= Léo Chauliac =

French jazz pianist and composer

Léo Chauliac, né Léon Chauliac (6 February 1913 – 27 October 1977), was a French jazz pianist, composer and conductor.

A jazz pianist in the 1930s, Léo Chauliac was the accompanist of Charles Trenet from 1941 to 1943, a singer for whom he composed many popular songs. He rubbed shoulders and played with the greatest musicians of the time: Hubert Rostaing, Aimé Barelli, Alix Combelle and Henri Crolla. For a while, as conductor of the orchestra of the famous restaurant Maxim's, he will be the companion for some records by André Claveau and Jacqueline Danno. But it was above all with Jean-Claude Pascal that he wove a long musical career in the 1960s, orchestrating among other things Nous les amoureux, winner of the 1961 Eurovision Song Contest.

==Career==
Born in 1913 in Marseille, Chauliac began his piano studies at the Conservatoire de Marseille where he won a first prize after two years. Then, he came to Paris where he worked with José Iturbi and especially his sister Amparo Iturbi and followed the courses of the Conservatoire de Paris. On November 15, 1930, he was admitted to Santiago Riera's piano class, which he followed until 1935. In 1931 he obtained the 2nd Medal of Solfeggio, in 1932 the 2nd Piano Prize and in 1933, the 1st Piano Prize. During his musical studies at the Conservatoire de Paris, he was in the same class as Maurice Baquet, Henri Betti, Paul Bonneau, Henri Dutilleux, Pierre Spiers and Raymond Trouard.

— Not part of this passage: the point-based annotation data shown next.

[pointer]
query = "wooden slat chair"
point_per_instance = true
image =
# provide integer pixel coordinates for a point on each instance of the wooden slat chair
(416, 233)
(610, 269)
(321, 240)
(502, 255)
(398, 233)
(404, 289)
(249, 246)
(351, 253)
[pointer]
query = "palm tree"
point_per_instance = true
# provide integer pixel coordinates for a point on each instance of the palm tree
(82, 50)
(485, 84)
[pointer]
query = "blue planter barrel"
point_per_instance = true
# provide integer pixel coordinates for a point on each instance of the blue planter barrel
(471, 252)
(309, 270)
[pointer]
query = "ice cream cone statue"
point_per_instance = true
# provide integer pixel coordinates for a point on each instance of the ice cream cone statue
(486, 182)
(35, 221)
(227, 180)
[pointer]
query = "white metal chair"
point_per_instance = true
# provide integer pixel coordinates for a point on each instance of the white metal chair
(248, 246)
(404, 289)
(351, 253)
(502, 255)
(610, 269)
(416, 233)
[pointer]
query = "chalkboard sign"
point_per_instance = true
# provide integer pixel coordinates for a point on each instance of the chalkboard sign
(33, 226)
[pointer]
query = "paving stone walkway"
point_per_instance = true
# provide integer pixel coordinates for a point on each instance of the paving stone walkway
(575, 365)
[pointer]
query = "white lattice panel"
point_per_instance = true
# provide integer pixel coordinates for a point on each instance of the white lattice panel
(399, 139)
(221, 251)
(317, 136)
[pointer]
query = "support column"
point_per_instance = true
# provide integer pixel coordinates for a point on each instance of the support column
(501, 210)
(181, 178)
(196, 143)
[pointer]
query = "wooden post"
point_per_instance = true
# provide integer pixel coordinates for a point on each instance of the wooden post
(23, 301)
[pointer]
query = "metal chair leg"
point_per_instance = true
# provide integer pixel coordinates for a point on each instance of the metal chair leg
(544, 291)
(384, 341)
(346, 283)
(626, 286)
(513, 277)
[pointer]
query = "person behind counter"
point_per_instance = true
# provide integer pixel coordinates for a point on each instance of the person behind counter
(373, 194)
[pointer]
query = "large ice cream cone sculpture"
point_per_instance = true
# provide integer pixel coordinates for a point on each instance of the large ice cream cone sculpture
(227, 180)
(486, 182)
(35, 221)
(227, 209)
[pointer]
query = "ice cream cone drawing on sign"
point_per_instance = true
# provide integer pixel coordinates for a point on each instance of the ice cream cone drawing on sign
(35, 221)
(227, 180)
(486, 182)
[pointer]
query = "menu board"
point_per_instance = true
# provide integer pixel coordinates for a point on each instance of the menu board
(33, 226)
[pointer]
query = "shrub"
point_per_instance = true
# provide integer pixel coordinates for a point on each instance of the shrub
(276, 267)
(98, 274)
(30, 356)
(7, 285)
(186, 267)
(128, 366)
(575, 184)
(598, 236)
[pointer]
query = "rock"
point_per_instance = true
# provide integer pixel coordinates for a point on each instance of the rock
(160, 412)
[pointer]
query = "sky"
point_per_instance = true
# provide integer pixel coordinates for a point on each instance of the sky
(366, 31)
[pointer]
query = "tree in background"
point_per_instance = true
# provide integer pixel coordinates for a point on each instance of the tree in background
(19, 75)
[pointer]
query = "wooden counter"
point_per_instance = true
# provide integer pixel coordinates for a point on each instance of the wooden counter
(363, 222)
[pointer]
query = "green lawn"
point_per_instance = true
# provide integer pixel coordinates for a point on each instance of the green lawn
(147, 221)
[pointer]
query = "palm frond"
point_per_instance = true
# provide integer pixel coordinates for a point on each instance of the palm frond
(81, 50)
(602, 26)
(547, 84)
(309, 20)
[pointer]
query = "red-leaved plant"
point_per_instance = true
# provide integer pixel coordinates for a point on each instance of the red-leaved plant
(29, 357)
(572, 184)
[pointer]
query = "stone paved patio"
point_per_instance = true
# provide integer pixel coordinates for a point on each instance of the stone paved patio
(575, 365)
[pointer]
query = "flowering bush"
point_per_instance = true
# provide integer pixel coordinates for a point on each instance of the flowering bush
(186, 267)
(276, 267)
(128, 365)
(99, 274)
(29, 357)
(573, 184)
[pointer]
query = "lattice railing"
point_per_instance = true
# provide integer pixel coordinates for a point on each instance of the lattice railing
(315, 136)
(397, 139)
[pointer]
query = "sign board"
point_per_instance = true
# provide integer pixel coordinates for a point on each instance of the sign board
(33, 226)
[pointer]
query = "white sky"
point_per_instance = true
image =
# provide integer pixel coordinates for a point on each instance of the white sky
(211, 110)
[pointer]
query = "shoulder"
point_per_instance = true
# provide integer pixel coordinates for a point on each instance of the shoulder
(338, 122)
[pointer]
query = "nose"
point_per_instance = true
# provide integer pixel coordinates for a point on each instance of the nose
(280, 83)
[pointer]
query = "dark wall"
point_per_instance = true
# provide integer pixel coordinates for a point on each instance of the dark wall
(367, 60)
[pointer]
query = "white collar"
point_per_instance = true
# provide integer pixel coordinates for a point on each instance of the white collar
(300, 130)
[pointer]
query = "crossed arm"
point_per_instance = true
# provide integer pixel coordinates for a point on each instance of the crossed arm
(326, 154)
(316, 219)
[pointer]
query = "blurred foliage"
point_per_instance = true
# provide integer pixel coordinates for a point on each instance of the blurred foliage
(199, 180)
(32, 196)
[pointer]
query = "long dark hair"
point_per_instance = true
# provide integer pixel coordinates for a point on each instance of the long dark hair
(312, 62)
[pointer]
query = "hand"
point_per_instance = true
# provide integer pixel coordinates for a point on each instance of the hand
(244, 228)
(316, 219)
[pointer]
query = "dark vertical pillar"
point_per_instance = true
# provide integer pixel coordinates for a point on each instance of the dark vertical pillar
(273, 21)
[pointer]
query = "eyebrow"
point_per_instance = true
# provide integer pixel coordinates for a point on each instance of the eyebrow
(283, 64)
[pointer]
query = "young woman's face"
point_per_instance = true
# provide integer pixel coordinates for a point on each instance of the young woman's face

He started playing jazz and then played in a Parisian club, Le Fétiche. In 1934–1935, he was a pianist in the "Grégor et ses Grégoriens" orchestra. He then toured with commercial orchestras such as that of Eddie Foy Sr. With the latter, he performed at the end of 1936 at "Le Bœuf sur le toit". In 1937, he played at the "Swing Time" in André Ekyans orchestra.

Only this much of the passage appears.